Le cas sensationnel d'Arne Cheyenne Johnson, 19 ans, accusé du meurtre d'Alan Bono, 40 ans, a attiré l'attention des médias nationaux sur le comté de Fairfield dans ce qui est rapidement devenu le procès pour meurtre The Devil Made Me Do It. L'affaire a de nouveau attiré l'attention de la nation sur les démonologues autoproclamés et les enquêteurs paranormaux Ed et Lorraine Warren. Le couple, qui vivait dans la ville voisine de Monroe, était connu pour son enquête sur la supposée hantise d'Amityville des années auparavant à Long Island, ainsi que pour son attachement à un prétendu événement surnaturel dans une maison du conseil dans la section d'Enfield au nord de Londres.

(Remarque: les détails de l'intrigue de The Conjuring 3 sont discutés ci-dessous)

Le prélude à l'affaire judiciaire de Johnson – ainsi que la supposée lutte mi-exorciste d'un démon du petit frère de sa petite amie en lui-même – fournit un volet de l'intrigue de The Conjuring: The Devil Made Me Do It, la trilogie se rapproche cette semaine dans cinémas et sur HBO Max. Étant donné que le film d'horreur ignore en grande partie les procédures de procès en faveur des sauts de peur et d'une autre intrigue secondaire de meurtre fictif, les téléspectateurs peuvent se demander ce qui s'est réellement passé à Brookfield et avec la défense sans précédent de Johnson – et combien de lumière du jour existe entre la vérité, la version des Warrens de les événements et ce qui est représenté à l'écran.

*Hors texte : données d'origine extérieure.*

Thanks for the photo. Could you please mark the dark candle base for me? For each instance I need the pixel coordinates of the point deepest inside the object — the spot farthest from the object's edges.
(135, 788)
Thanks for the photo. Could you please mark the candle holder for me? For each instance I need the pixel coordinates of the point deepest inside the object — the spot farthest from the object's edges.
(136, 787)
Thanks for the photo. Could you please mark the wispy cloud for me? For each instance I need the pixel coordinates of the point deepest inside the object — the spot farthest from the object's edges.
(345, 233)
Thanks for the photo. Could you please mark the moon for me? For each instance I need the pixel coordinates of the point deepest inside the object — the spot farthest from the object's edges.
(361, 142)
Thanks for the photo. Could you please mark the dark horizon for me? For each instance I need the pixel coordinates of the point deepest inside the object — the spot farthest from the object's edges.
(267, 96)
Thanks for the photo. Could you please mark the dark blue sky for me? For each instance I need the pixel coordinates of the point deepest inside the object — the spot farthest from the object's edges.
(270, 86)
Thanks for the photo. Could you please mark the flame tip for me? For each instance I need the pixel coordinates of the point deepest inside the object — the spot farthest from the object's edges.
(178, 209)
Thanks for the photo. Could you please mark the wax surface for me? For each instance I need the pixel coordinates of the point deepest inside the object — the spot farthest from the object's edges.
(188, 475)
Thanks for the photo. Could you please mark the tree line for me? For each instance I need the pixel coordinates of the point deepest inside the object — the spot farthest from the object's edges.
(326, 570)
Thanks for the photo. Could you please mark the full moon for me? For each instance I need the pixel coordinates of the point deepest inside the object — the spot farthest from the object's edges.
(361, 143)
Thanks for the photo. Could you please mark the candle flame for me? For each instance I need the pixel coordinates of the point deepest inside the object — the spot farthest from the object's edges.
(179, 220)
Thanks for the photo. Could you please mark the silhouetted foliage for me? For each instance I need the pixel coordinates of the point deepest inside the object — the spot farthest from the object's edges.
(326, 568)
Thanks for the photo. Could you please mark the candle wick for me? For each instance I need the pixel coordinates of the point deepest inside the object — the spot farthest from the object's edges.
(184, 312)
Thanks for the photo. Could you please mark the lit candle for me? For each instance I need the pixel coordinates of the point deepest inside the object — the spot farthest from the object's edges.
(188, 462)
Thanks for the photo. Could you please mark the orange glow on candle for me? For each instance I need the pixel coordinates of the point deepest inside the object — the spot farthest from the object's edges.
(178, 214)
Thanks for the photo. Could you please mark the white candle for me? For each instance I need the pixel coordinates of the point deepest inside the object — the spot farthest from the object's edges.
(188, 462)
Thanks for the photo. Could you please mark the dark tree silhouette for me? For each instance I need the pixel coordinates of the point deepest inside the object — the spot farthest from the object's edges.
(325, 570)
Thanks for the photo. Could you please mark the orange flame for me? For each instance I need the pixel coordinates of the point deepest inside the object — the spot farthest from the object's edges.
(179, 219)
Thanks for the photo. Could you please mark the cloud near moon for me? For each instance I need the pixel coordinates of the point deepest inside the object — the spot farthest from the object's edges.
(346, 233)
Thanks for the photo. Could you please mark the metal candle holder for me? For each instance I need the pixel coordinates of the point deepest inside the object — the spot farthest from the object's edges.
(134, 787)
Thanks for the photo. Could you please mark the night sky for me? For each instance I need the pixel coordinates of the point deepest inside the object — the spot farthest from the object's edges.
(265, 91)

En un coup d'œil, le meurtre de Bono le 16 février 1981 dans un chenil de Brookfield semblait simple : une bagarre alimentée par l'alcool a conduit à tirer un couteau de poche de cinq pouces, suivi d'un coup de couteau brutal qui a laissé le nouveau-né- mort d'un gardien de chenil de 40 ans. Le Washington Post a rapporté en 1981, alors que le procès approchait, l'avocat de Johnson a déclaré qu'il y avait 'quatre ou cinq blessures énormes' - dont une s'étendant de l'estomac de Bono à la base du cœur. Son meurtre était le premier de l'histoire de Brookfield.

'Ce n'était pas un crime inhabituel', a déclaré le chef de la police de l'époque, John Anderson, au Post. 'Quelqu'un s'est mis en colère, une dispute en a résulté. ... Nous ne pouvions pas avoir un simple meurtre sans complication, oh non. Au lieu de cela, tout le monde dans le monde entier converge vers Brookfield.

Arne C Johnson G Arne C. Johnson, avec un manteau sur le bras, à quelques pas d'un fourgon de police à l'arrivée au tribunal de Danbury, CT pour le jour d'ouverture de son procès sur la mort poignardée d'Alan Bono, 40 ans, à Brookfield, CT. Photo : Getty Images

Johnson a été retrouvé ce jour-là à environ deux miles de là, arrêté, puis détenu au centre correctionnel de Bridgeport au lieu d'une caution de 125 000 $. Il a dit qu'il ne se souvenait de rien de ce qui s'était passé. Au chenil ce jour-là était sonfiancée, Debbie Glatzel, avec sa cousine de 9 ans, Mary, et la sœur de Johnson, Wanda. Debbie Glatzel a déclaré à la police que juste avant le coup de couteau, un Bono ivre – pour qui elle travaillait, toilettait et s'occupait des chiens – avait attrapé Mary et ne voulait pas lâcher prise. Johnson était intervenu – il a commencé à grogner comme un animal, a-t-elle dit, avant de tirer son couteau et de poignarder son patron à plusieurs reprises.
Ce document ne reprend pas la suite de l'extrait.